В одно мгновение Джеймс лишился двух самых дорогих ему людей.
В конце концов он все же задремал, но спал плохо. Если ему и снились сны, Джеймс ничего не помнил; только какой-то непрерывный шум. Странно, подумал он, это было еще хуже, чем мрачные сны, которые насылал ему Велиал прежде. Шум отдаленно походил на рев морского прибоя, но был неприятным, и в нем слышался звон металла; тогда, во сне, Джеймс представил себе, что это кричит его разбитое сердце, и только он может слышать его пронзительный вопль, полный боли.
Мэтью со вчерашнего вечера не переодевался, на нем был тот же алый бархатный жилет под цвет платья Корделии, но одежда была измята и покрыта пятнами. В комнате царил жуткий беспорядок. Чемодан был перевернут, одежда вывалена на пол; грязные тарелки и пустые бутылки были разбросаны по ковру, словно осколки стекла и битой посуды, которые выносит на берега Темзы после отлива.
Глаза у Мэтью были красными, волосы спутались.
– Вообще-то, я спал.
Он говорил как автомат, без возмущения, без злобы.

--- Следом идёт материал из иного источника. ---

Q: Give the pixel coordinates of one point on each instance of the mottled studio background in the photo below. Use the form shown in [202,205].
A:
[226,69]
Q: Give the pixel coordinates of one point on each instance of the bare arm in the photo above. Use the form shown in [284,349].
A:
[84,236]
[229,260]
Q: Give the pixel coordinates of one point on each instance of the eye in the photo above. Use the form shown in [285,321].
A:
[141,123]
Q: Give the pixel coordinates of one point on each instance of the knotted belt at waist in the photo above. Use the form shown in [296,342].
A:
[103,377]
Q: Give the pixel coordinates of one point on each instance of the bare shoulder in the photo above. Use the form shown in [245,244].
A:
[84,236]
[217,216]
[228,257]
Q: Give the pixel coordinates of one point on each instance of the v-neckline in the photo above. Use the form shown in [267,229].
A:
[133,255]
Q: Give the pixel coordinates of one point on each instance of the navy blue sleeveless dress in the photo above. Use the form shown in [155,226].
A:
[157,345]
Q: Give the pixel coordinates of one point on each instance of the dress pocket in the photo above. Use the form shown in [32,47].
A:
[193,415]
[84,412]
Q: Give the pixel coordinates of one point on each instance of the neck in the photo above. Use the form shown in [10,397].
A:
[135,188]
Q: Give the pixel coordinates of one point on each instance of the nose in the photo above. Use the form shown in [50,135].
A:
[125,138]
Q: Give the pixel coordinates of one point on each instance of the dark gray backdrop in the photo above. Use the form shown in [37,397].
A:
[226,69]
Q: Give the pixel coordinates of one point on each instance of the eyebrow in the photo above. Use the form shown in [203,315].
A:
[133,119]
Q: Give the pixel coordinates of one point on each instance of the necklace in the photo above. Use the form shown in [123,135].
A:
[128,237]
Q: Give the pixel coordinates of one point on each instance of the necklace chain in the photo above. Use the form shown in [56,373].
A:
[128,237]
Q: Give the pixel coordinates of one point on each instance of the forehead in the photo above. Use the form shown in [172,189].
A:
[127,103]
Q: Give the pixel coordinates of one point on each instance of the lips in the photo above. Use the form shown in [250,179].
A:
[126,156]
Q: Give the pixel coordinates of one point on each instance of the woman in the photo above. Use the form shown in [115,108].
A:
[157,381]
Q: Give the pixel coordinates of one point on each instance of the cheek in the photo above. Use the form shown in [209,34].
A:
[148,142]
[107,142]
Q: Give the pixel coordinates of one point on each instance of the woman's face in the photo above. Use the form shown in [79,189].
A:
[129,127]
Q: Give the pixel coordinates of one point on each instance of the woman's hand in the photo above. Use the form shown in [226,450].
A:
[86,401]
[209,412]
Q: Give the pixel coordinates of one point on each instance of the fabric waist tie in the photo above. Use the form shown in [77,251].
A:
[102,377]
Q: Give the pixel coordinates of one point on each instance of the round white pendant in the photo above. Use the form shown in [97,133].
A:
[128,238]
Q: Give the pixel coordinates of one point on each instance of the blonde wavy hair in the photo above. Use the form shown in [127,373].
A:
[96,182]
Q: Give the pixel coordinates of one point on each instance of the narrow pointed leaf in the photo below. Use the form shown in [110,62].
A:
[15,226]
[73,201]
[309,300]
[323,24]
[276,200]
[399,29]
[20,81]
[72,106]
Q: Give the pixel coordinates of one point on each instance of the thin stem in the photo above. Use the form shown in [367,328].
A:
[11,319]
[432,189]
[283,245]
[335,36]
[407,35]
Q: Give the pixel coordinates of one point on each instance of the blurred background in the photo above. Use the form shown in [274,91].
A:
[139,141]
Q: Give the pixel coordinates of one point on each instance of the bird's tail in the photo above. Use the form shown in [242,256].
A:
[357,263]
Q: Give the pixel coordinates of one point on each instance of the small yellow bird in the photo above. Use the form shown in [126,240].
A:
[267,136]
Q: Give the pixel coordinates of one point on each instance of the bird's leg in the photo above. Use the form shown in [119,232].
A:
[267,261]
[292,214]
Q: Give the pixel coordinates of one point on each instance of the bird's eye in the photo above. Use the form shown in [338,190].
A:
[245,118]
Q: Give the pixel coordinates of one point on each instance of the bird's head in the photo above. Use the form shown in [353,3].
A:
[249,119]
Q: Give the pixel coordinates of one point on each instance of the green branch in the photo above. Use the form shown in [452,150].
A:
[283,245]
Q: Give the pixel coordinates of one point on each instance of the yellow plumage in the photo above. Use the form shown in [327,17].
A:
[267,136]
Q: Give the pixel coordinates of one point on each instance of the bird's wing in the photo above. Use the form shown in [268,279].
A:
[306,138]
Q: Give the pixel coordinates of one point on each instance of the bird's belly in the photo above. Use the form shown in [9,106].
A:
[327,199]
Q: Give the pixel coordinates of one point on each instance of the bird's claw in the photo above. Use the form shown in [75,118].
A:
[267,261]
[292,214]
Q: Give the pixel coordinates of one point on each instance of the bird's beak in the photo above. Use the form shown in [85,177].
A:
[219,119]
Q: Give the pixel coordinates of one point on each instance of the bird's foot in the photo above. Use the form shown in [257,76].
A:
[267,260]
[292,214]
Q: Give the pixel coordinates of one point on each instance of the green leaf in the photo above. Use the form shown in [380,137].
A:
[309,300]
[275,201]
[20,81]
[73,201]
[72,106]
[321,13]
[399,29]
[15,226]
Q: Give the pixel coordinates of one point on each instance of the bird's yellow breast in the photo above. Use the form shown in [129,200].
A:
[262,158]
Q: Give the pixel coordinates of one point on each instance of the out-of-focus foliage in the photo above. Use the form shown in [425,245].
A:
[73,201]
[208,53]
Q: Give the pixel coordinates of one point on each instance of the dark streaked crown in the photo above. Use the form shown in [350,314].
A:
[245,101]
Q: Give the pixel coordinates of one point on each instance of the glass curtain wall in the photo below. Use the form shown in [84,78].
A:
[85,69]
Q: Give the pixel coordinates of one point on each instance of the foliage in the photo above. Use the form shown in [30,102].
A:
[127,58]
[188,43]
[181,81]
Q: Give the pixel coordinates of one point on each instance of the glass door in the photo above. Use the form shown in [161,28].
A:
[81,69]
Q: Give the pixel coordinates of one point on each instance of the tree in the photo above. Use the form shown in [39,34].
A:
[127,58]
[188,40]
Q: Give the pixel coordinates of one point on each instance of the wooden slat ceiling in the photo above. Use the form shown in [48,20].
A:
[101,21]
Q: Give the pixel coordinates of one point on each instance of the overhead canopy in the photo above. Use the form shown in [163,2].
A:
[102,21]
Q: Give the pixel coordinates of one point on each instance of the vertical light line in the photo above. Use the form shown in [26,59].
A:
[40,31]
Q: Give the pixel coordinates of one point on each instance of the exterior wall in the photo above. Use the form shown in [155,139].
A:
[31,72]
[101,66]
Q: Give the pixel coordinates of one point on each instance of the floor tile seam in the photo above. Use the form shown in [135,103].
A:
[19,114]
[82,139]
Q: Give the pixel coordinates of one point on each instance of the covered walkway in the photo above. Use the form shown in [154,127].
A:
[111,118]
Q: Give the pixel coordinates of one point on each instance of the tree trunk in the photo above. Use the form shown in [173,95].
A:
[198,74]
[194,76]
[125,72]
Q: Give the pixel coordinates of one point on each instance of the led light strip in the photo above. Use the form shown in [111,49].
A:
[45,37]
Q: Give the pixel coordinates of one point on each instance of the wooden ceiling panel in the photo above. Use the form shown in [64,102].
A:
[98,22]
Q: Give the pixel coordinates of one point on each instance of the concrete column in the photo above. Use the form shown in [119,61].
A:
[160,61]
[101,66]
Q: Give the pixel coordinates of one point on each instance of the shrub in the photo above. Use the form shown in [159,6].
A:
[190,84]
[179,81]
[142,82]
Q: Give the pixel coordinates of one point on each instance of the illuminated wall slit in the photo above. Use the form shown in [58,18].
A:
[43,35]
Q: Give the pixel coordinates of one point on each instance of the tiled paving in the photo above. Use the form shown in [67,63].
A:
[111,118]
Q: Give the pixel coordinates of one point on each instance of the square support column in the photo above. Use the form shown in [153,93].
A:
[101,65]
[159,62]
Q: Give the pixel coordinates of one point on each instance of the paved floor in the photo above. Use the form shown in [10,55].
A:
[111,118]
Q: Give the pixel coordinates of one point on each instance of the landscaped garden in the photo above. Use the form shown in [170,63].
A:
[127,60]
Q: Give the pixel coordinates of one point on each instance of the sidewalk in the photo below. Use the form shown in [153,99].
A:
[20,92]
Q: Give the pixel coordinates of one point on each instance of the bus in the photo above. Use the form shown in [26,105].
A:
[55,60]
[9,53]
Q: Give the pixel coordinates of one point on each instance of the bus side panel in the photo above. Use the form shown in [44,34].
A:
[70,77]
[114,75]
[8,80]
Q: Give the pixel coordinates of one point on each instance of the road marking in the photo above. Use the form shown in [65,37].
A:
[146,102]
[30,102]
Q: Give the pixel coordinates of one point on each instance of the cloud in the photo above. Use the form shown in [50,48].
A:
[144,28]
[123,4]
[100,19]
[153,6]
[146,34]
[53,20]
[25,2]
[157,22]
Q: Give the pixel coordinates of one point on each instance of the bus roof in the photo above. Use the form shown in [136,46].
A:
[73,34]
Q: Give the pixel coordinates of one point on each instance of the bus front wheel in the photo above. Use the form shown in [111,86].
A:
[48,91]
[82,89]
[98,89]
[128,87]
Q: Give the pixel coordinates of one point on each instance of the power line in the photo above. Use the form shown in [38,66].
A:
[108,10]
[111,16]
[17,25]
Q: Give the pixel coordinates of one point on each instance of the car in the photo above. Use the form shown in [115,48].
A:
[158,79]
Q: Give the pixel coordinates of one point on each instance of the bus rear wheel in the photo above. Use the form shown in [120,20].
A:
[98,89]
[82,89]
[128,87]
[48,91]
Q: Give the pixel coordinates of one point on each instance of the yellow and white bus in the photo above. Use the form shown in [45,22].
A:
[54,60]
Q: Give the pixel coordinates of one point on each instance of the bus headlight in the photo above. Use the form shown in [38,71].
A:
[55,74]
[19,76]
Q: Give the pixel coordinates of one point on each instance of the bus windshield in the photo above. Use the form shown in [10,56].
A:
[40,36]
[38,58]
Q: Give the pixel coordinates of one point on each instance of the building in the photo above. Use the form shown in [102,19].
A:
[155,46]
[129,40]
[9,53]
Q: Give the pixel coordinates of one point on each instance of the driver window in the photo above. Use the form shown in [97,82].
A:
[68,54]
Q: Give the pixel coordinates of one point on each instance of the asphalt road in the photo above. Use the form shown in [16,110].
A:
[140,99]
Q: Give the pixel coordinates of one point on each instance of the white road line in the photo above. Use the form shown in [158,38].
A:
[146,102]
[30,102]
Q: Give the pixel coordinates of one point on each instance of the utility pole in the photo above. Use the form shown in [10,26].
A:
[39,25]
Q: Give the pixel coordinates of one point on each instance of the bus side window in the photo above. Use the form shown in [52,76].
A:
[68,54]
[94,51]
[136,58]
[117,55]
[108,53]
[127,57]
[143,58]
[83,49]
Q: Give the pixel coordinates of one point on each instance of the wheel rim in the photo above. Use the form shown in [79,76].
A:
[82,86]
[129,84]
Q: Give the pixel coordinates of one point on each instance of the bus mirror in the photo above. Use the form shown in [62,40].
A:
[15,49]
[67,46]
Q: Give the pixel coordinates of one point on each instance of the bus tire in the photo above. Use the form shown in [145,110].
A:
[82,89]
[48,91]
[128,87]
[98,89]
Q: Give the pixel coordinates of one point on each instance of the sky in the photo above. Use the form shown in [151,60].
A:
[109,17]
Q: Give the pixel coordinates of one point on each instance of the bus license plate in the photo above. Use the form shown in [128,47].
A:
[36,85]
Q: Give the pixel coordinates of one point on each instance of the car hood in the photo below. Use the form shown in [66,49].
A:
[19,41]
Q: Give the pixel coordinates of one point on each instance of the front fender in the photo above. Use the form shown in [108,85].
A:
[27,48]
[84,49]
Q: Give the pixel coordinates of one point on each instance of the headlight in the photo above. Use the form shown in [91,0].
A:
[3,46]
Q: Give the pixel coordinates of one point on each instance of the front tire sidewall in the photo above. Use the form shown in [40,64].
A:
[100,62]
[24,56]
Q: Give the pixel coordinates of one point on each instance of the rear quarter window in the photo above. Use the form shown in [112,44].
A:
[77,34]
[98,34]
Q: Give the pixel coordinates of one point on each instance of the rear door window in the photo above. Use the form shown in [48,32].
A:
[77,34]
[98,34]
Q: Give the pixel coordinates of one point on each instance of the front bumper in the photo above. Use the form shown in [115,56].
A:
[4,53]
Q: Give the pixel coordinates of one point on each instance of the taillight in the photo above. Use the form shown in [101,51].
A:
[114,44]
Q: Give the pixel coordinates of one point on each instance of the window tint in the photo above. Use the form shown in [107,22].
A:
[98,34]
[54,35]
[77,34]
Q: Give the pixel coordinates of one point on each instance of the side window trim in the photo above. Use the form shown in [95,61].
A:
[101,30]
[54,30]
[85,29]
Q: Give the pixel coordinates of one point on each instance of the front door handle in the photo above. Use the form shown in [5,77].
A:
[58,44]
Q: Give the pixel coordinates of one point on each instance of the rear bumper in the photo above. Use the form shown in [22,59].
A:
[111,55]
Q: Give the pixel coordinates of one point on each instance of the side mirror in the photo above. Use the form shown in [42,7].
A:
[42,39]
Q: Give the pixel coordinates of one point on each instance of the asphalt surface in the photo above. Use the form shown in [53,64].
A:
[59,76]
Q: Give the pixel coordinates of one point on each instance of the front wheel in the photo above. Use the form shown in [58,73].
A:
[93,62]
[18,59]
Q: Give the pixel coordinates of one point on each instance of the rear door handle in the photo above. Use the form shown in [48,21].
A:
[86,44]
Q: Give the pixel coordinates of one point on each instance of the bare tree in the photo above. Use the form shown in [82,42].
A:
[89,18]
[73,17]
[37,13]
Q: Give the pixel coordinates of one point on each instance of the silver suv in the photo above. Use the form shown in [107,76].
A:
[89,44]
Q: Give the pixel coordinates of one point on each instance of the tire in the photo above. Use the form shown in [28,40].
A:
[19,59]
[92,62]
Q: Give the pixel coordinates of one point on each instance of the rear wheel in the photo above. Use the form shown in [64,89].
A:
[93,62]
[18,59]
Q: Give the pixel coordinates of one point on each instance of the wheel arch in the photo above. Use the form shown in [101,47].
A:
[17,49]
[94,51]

Джеймс сосчитал про себя до десяти.
– Мэт, – заговорил он, – нам нужно возвращаться в Лондон.
Мэтью привалился к косяку.
– Ах, вот оно что. Вы с Корделией возвращаетесь в Лондон? Тогда счастливого пути, или надо говорить bon voyage? Ты расторопный парень, Джеймс, но, с другой стороны, я сбежал с поля боя, так что тебе было проще. – Он потер глаза рукавом в попытке стряхнуть сон. – Я не буду драться с тобой за нее, – сообщил Мэтью. – Я еще не совсем утратил чувство собственного достоинства.
Джеймс подумал, что в этот момент Кристофер, Томас или Анна развернулись бы и ушли. Когда Мэтью пребывал в воинственном настроении, что случалось очень редко, лучше было оставить его в покое. Но Джеймс никогда не бросал Мэтью, даже когда друг становился невыносим.
Он заметил, что у Мэтью слегка дрожат руки, догадался, что ему больно и плохо. Он должен был крепко обнять его и сказать, что все будет хорошо, что он любим и нужен друзьям.
С другой стороны, что он, Джеймс, мог сейчас сказать, чтобы утешить своего друга? «Корделия любит тебя?» Три слова вонзались ему в сердце, как шипы. Три слова, в истинности которых он не мог быть уверен. Джеймс не знал, что чувствует Корделия.